Phil and Tricia Milto's children, Nathan and P.J., both have Late Infantile Batten Disease, a progressive disease that robbed them of their childhood.

"They have respiratory issues, and we fight those daily," said Phil Milto. "We try to care for them the best we can."

The boys must have care around the clock, and it's become a way of life for their parents, 6News' Stacia Matthews reported.

"They don't talk or communicate with us that way, but with their eyes, the strokes they give us, we know they're happy and appreciate their family and all of their friends," Milto said.

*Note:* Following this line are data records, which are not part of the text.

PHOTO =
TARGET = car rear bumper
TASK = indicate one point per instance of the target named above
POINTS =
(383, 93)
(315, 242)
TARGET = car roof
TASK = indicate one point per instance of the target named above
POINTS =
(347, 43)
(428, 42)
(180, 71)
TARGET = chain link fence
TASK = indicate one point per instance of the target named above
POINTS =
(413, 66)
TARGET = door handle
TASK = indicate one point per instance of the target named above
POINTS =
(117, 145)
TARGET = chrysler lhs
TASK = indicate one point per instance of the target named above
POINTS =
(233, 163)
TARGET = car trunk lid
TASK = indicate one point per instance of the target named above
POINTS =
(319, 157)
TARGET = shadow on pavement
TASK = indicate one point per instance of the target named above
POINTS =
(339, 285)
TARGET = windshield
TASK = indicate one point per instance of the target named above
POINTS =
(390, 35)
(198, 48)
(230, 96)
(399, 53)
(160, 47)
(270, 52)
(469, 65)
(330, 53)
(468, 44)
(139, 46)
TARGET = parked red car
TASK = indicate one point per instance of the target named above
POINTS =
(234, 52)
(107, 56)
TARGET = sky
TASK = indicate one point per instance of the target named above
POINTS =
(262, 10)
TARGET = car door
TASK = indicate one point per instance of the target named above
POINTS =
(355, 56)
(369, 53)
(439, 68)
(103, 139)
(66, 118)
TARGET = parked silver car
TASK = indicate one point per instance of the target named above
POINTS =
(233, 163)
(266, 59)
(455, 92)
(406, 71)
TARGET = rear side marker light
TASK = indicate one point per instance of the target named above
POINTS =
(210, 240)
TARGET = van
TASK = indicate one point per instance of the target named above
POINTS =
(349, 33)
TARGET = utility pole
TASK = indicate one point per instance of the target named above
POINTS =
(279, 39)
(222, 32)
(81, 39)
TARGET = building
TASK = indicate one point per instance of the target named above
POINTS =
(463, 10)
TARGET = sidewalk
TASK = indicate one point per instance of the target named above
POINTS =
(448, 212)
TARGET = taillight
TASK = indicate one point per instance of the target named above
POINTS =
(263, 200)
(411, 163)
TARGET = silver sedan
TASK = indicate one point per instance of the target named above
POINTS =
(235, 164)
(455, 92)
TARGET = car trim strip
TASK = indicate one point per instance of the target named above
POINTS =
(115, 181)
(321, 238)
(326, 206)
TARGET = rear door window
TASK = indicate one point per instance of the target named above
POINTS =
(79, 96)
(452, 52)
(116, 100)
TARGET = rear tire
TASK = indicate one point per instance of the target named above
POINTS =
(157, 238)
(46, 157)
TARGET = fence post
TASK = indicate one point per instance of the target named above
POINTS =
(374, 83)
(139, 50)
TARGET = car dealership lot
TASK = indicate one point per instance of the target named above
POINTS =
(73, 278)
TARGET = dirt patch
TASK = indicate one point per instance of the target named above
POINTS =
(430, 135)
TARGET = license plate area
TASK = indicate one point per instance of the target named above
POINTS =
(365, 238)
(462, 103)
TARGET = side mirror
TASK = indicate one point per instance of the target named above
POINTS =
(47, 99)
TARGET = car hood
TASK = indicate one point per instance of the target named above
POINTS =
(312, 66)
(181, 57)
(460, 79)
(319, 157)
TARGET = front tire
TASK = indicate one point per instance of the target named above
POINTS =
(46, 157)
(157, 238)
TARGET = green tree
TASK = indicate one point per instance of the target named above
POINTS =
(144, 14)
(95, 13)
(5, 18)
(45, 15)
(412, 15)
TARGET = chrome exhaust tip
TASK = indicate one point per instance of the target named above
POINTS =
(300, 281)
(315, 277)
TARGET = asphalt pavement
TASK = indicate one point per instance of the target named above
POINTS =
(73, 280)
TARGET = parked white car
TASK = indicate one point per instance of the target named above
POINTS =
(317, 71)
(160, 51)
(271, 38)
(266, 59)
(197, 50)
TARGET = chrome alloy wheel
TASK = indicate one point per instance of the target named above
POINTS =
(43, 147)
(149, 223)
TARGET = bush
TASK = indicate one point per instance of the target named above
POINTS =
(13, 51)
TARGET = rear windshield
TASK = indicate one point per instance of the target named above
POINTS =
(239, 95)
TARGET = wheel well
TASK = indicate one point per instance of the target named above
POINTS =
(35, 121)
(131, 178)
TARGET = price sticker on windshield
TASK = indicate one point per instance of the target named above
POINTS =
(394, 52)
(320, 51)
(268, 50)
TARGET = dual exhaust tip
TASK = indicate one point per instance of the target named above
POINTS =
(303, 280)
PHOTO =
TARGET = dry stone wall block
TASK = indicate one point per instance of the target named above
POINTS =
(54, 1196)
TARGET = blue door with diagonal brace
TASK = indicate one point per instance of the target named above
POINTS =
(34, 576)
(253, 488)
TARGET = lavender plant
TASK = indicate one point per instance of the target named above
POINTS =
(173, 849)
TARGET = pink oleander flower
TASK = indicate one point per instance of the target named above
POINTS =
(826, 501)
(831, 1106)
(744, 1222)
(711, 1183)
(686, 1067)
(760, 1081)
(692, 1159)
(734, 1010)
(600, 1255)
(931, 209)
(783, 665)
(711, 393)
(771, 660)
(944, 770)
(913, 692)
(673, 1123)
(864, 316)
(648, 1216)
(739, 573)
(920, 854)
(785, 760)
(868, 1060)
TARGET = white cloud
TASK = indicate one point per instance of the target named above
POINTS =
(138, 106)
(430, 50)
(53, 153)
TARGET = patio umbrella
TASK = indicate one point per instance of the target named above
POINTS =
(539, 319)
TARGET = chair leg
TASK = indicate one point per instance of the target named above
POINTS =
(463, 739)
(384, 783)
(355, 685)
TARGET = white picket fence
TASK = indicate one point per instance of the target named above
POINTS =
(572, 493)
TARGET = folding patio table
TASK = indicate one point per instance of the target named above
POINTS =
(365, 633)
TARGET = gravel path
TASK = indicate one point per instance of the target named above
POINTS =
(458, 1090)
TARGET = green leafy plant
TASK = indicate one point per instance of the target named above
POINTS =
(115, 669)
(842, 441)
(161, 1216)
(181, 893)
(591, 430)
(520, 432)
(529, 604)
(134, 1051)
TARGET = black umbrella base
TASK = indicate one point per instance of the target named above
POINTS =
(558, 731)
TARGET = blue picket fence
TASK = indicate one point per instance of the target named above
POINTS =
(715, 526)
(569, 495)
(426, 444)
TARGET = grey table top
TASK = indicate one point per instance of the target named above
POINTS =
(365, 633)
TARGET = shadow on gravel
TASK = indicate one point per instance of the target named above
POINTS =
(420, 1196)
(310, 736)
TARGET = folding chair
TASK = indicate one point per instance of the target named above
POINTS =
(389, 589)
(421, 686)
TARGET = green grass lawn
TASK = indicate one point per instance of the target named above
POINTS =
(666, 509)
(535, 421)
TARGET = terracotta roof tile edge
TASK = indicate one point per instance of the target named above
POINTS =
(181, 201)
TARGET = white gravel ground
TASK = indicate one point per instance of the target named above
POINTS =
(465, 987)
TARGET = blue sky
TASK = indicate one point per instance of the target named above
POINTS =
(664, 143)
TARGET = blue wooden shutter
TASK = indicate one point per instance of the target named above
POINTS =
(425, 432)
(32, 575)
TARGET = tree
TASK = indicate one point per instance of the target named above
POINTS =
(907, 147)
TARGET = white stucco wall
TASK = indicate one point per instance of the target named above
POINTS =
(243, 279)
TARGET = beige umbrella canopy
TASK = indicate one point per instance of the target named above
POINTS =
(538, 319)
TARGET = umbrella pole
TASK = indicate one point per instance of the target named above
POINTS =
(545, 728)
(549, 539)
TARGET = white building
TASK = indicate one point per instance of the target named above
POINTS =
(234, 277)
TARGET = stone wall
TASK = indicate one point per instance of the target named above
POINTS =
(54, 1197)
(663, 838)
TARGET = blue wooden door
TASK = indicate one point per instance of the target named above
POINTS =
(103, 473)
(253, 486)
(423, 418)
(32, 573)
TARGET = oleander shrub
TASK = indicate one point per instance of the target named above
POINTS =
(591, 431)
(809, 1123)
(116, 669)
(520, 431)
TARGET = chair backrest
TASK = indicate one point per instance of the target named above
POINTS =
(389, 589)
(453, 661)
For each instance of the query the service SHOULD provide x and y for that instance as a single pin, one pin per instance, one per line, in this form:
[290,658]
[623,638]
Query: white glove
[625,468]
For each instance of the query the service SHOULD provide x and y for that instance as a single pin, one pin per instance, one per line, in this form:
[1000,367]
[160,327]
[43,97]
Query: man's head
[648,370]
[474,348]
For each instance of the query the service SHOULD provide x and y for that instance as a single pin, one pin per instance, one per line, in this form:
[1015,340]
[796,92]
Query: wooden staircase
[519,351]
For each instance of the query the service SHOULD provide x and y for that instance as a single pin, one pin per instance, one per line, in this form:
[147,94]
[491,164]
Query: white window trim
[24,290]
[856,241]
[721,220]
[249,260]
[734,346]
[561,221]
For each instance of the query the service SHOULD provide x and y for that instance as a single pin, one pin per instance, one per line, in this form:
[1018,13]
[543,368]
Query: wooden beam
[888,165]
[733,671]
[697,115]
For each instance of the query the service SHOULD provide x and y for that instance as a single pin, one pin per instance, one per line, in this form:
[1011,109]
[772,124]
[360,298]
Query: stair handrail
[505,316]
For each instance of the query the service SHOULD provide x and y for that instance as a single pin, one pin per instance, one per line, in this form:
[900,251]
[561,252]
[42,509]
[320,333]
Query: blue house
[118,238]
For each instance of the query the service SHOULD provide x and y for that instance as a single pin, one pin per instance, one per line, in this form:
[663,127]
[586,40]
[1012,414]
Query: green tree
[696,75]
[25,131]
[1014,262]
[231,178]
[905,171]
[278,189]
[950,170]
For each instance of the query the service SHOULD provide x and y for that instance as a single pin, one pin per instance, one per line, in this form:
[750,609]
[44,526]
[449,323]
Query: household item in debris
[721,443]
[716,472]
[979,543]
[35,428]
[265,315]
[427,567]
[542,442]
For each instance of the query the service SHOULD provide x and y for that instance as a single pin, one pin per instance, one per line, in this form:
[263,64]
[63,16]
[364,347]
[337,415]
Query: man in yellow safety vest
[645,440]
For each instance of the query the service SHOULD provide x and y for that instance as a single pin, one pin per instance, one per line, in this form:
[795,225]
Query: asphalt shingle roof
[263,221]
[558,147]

6News first went to the Milto home nearly 10 years ago, when Nathan was 5, before the rare neurological disorder slowly took his eyesight, motor skills and cognitive abilities.

Three years later, Nathan's brother P.J. received the same crushing diagnosis.

In 2001, there was no way to stop or slow the disease that threatened to kill the boys. A search for answers led their parents to create a foundation to raise money for research.

"The disease has been slowed, even stopped in the children, therefore providing very positive results, and that was one of our main goals -- to let all the wonderful people in Indianapolis who have supported us through the years know … that we have done what we set out to do," Milto said.

The Nathan Battle Foundation raised more than $5.6 million for a study at Cornell University. The boys volunteered for an experimental gene therapy procedure in which doctors injected enzymes depleted by the disease back into their brains.

"Our study has been published formally into medical journals, thus creating more validation for the process and providing evidence and proof that our drug … works," Milto said.

The study caught the attention of scientists around the world who are now testing the drug to treat other children with Batten Disease and adults with Parkinson's Disease.

"It's great to see others benefits from the work that our community has done around the world," Milto said.

A newer version of the drug is showing promising results in lab animals.

"They live longer. They live almost normal life spans, which has never been demonstrated before," Milto said.

The bright light of hope is a gift from the family of two boys who will never see the full results themselves.

Nathan and P.J. are both blind. They can't walk or talk. The new medicine has slowed the progression of their illnesses, but the disease is already too advanced for them to lead normal lives. The Miltos know that Nathan and P.J.'s battles are far from over, but they feel blessed that the boys' illness spurred action that prompted results.

"They are heroes in my mind and champions for everyone who's gone through this devastating issue," Milto said.